First, as McCain said, “the professionals in the intelligence community, not the political appointees, are beside themselves.”

But professionals get incensed whenever their work gets leaked to the media, says Wayne White, a policy expert at the Middle East Policy Council with nearly three decades of experience in the US intelligence community. And that occurrence is hardly a rarity.

“Administrations – both Republican and Democratic – have leaked sensitive classified material for various political purposes going back decades," Mr. White wrote in an analysis posted on the website of National Journal.

"Several times when I was serving in the State Department's Bureau of Intelligence and Research (INR) and was infuriated by a particular leak, I was informed by superiors that they had been told the leak had been ‘authorized’ (as if that somehow excused the violation of relevant laws and documentation signed upon appointment by politicians pledging not to do so),” he added.

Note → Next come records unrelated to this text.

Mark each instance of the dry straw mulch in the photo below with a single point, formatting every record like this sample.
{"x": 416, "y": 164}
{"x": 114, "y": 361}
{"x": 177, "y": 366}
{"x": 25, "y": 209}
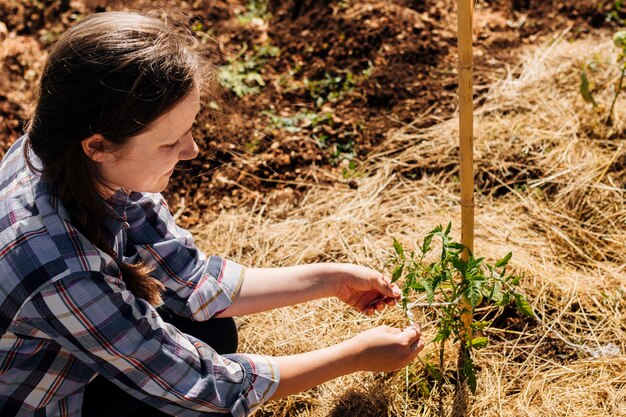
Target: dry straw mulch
{"x": 550, "y": 180}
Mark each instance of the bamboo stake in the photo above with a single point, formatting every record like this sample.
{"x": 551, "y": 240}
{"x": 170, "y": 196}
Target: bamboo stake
{"x": 466, "y": 144}
{"x": 466, "y": 138}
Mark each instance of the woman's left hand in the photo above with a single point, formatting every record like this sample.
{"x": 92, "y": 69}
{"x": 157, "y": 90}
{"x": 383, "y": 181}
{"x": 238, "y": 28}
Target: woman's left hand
{"x": 365, "y": 289}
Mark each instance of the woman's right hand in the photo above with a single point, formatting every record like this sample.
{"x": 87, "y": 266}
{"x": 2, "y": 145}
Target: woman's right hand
{"x": 384, "y": 348}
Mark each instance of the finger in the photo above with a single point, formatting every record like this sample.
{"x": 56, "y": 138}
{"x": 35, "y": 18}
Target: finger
{"x": 413, "y": 333}
{"x": 417, "y": 346}
{"x": 390, "y": 301}
{"x": 385, "y": 287}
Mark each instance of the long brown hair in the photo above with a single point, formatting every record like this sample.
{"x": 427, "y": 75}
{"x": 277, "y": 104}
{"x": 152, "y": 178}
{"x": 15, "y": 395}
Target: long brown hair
{"x": 110, "y": 74}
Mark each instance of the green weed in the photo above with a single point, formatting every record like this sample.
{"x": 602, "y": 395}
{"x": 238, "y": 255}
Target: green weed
{"x": 587, "y": 86}
{"x": 241, "y": 74}
{"x": 443, "y": 283}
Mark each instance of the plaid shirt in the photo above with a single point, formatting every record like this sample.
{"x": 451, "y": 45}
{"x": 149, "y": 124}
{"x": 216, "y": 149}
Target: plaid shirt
{"x": 65, "y": 313}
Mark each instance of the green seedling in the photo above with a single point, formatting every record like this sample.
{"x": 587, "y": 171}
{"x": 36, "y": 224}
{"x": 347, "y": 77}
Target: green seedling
{"x": 586, "y": 85}
{"x": 241, "y": 74}
{"x": 444, "y": 282}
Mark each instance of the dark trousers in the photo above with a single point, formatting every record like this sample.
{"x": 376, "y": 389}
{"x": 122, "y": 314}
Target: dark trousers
{"x": 105, "y": 399}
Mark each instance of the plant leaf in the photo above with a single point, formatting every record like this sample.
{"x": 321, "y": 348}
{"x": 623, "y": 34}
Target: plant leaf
{"x": 478, "y": 342}
{"x": 585, "y": 90}
{"x": 397, "y": 273}
{"x": 398, "y": 248}
{"x": 523, "y": 306}
{"x": 504, "y": 261}
{"x": 426, "y": 244}
{"x": 473, "y": 294}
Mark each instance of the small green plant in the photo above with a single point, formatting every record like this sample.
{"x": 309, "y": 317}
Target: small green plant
{"x": 241, "y": 73}
{"x": 617, "y": 12}
{"x": 587, "y": 86}
{"x": 447, "y": 280}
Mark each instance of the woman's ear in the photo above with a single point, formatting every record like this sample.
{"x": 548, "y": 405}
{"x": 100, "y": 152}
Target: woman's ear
{"x": 97, "y": 148}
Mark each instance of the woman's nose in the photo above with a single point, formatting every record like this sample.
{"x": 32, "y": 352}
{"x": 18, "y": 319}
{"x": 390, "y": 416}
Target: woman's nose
{"x": 190, "y": 149}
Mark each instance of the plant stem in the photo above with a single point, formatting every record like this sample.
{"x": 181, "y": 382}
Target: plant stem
{"x": 619, "y": 89}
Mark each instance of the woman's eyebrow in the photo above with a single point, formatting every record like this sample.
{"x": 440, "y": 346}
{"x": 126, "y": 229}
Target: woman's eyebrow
{"x": 177, "y": 139}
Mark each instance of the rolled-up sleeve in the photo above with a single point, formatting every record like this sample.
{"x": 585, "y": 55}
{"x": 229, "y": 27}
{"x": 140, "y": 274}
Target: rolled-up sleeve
{"x": 198, "y": 287}
{"x": 97, "y": 320}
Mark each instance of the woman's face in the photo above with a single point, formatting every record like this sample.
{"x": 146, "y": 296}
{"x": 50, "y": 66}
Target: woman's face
{"x": 146, "y": 162}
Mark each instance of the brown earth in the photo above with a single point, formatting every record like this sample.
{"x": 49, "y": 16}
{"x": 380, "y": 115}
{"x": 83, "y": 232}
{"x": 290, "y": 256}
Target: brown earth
{"x": 338, "y": 77}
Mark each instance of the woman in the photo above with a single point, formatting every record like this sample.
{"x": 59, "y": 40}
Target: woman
{"x": 106, "y": 306}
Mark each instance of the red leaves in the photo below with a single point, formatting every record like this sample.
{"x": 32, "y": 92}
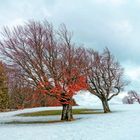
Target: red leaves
{"x": 70, "y": 83}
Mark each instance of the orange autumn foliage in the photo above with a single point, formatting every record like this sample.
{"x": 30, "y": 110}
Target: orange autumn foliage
{"x": 67, "y": 86}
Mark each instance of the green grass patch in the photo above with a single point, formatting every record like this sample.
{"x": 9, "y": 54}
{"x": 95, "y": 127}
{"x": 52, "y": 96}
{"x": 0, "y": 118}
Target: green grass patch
{"x": 58, "y": 112}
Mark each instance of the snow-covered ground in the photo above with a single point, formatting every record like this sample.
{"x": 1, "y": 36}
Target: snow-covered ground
{"x": 121, "y": 124}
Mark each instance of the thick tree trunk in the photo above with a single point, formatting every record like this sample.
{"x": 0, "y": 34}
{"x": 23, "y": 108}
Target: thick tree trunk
{"x": 105, "y": 106}
{"x": 67, "y": 113}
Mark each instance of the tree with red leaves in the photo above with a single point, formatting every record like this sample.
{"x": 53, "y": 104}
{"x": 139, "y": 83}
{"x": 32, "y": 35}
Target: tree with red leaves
{"x": 48, "y": 59}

What’s different today? Presidential politics, White said in an interview with the Monitor. He doesn’t believe claims that today’s leaks go far beyond what’s happened over the past three decades. He cites examples from both administrations, including one particularly poignant evening when, coming home from work, he clicked on his TV and watched Dan Rather deliver a report on American hostages in Lebanon that relied on sources straight from a classified project he was working on at the time.

“Other leaks,” White says, “have been equally outrageous.... [Congressional outrage] is typical election-year hyperbole.”

He agrees with McCain and others that leaks have a terrible effect on professional intelligence agents, calling them "infuriating and demoralizing." But they also deserve another descriptor: perpetual. 

McCain also put the leaks squarely into a political context: Such disclosures “have at the end of the day one purpose ... and that is to make the president of the United States look like a brave, strong leader on national security.”But his next point may not ring so true: “What has taken place, I have never seen anything like in the many years I have been here."